BAŞBAKAN Davutoğlu CNN'de Christian Amanpour'a verdiği mülakatta düşündükleri yeni anayasada temel ilkeleri sayıyordu:
Bireysel haklar, özgürlükler, çoğulculuk, kuvvetler
ayrılığı...
Bu noktada Amanpour müdahale etti: “Kuvvetler ayrılığı?!”
Başbakan “Evet, kuvvetler ayrılığı” diye vurgulayarak sözlerine
devam etti.
Amanpour gibi saygın bir TV muhabirinin “kuvvetler ayrılığı”
konusunda gösterdiği hassasiyetin sebebi bellidir: Dış dünyada
Türkiye hakkında otoriterleşme izlenimi vardır, buna karşı en büyük
teminat kuvvetler ayrılığıdır.
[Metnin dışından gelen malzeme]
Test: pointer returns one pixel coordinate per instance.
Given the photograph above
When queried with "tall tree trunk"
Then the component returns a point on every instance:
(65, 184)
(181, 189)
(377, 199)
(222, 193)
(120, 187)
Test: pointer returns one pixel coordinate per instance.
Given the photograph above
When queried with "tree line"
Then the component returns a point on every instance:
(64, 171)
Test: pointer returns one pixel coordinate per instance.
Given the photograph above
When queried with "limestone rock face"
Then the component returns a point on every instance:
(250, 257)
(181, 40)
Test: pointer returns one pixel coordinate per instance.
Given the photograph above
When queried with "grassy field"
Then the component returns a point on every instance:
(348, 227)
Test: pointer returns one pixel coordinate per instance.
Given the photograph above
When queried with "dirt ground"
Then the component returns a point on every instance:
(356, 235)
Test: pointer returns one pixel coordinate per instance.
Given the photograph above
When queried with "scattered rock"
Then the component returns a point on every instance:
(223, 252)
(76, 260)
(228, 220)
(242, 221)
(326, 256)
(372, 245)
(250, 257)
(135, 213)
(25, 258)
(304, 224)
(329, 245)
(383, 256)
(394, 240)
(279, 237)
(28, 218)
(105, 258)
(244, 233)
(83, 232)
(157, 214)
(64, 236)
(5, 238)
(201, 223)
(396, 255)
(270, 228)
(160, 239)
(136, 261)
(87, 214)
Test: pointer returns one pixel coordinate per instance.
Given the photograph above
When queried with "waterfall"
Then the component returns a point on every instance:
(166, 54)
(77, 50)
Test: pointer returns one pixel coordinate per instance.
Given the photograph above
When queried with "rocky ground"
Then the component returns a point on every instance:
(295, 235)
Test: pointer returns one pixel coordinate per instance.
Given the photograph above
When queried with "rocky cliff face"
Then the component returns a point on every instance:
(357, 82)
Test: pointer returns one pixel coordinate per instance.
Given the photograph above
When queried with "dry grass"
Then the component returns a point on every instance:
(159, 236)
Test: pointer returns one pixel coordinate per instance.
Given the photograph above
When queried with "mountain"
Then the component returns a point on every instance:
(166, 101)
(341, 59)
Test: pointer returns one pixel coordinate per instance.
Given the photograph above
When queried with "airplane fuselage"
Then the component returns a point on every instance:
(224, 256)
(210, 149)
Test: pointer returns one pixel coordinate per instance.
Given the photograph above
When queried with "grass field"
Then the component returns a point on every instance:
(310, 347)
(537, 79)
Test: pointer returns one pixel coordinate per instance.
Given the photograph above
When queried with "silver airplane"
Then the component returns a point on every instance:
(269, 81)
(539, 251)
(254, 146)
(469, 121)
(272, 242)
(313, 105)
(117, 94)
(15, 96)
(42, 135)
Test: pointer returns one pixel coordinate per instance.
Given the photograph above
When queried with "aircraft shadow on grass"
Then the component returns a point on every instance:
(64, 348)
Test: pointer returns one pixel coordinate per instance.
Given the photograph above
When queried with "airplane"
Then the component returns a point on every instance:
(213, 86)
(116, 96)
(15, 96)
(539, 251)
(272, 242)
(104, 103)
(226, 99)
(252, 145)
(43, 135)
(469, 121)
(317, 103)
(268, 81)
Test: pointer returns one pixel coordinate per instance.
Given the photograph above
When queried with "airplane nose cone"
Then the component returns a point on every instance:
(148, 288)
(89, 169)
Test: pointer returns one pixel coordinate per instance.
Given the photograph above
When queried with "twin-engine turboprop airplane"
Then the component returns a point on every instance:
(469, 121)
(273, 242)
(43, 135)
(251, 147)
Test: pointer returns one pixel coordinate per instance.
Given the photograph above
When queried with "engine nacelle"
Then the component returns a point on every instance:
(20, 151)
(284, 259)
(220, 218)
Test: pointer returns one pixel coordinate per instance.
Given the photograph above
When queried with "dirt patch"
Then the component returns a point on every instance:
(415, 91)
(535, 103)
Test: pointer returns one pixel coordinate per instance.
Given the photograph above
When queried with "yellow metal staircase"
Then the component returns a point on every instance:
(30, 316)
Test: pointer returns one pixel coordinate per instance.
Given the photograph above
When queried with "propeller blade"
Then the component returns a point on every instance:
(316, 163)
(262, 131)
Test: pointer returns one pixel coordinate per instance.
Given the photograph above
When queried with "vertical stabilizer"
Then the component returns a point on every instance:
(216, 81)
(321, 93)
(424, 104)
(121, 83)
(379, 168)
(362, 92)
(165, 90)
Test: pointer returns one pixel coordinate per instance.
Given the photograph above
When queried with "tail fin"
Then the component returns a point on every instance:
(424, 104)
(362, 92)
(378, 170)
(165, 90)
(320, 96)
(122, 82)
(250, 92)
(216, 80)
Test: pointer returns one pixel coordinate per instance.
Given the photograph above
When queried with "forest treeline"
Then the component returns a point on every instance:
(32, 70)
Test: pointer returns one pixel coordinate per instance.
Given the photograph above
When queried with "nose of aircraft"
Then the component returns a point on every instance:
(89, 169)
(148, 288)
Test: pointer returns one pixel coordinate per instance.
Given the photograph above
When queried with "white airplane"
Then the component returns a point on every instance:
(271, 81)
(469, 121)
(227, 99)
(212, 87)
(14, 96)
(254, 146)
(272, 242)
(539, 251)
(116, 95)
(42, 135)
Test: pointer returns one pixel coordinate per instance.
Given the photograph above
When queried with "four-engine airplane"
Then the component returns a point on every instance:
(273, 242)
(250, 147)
Başbakan kuvvetler ayrılığı deyince
Amanpour da bunu tekrar sorma ihtiyacını duymuş olmalı.
Şimdi Avrupa Birliği’nin dün açıklanan 2015 İlerleme Raporu’nda ne
deniliyor, ona bakalım.
KUVVETLER AYRILIĞI
2015 Raporu’nda, Türkiye’de özgürlüklerin, yargı bağımsızlığının ve
kuvvetler ayrılığının 2007-2013 arasında yapılan reformlarla
geliştiği belirtiliyor. 2014 ve sonrası şöyle anlatılıyor:
“Bununla birlikte yargı bağımsızlığına ve kuvvetler ayrılığına
saygı prensibi aşındırıldı. Hâkimler ve savcılar kuvvetli siyasi
baskılar altında kaldılar...”
Rapor’da 2014’te çıkarılan kanunlarla
HSYK’nın siyasi irade tarafından etki altına alındığı belirtiliyor.
Hâkimlerin özlük işlerine bakan HSYK bürokrasisinin politikacı
Adalet Bakanı tarafından atandığına da dikkat çekiliyor.
Başlı başına bir tek bu bile kuvvetler ayrılığının ihlalidir.
HSYK SORUNU
HSYK’da siyasi operasyon yapan 2014 tarihli bu yasayı Anayasa
Mahkemesi iptal etmişti. Fakat iptal kararı geriye yürümediği için
Anayasa’ya aykırı bu kadrolaşma HSYK’da devam ediyor. HSYK gibi
adalet yönetiminin en yüksek organında Anayasa’ya aykırı durumun
devam etmesi!
Raporda hem HSYK’nın durumu hem hâkim va savcılar üzerindeki ağır
baskılar ayrıntılarıyla anlatılıyor.